We began to spend more and more resources creating advanced motion planning capabilities to deal with these odd motions but eventually had to give up and switched to a different robot arm. Only later did I realize that I was likely dealing with a cuspidal manipulator.
The Kinova Mico had trouble executing simple motions without leaving the intended path, which could cause collisions. These movements are different from instabilities arising from passing through a singularity when using the Jacobian transpose.
The Class of Robots You Haven’t Heard Of
All robot arms have a number of singularities which are a set of joint angles at which the robot loses the ability to move in a certain direction. These singularities are avoided because they can cause dangerous instabilities and unexpected motions, which can for example ruin a sanding or deburring operation. The hand of a robot arm can also reach the same point in space (x, y, z) with different sets of joint angles, which we call postures or inverse kinematics (IK) solutions. Press your hand against a flat surface and you can still move your elbow around (different postures) while keeping your hand in the same position. (Note: your arm has at least 7 degrees of freedom (axes) and thus can have infinite IK solutions).

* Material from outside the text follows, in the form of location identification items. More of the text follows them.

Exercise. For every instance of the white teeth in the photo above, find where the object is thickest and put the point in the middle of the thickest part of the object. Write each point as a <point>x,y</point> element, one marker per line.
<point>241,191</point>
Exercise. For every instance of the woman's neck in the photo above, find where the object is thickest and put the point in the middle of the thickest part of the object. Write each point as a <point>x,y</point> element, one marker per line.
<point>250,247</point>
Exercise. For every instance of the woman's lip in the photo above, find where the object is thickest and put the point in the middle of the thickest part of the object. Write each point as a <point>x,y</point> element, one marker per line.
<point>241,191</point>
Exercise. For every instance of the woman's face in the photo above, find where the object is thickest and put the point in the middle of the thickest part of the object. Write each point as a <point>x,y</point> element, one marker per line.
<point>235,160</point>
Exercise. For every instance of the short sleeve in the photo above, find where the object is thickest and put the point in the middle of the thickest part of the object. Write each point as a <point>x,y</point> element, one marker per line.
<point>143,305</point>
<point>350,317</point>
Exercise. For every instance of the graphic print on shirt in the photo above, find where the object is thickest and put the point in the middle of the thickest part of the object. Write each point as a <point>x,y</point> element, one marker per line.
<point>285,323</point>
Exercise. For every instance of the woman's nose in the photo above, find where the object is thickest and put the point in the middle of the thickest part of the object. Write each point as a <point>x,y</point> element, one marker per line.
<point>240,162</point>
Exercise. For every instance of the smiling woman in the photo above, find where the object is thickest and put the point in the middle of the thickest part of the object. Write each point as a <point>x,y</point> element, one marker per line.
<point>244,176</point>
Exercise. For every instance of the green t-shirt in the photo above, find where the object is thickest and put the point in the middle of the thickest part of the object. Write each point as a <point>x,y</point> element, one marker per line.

When the robot above switches from one IK solution to another (often called the elbow down and elbow up solutions), it must pass through a state in which it’s fully stretched out or folded in. In and around that state, it loses the ability to move in one direction, essentially losing a degree of freedom.
It’s widely believed by robot designers and engineers that a robot must always pass through such a singularity when moving from one IK solution to another. It turns out that’s not true for all robots: the so-called cuspidal robots allow avoiding such singular posture-changing moves.
This isn’t something they teach you in school — most of the people in academia I spoke with including professors were surprised to hear of this. As a result, several cuspidal robots exist and their designers don’t even know.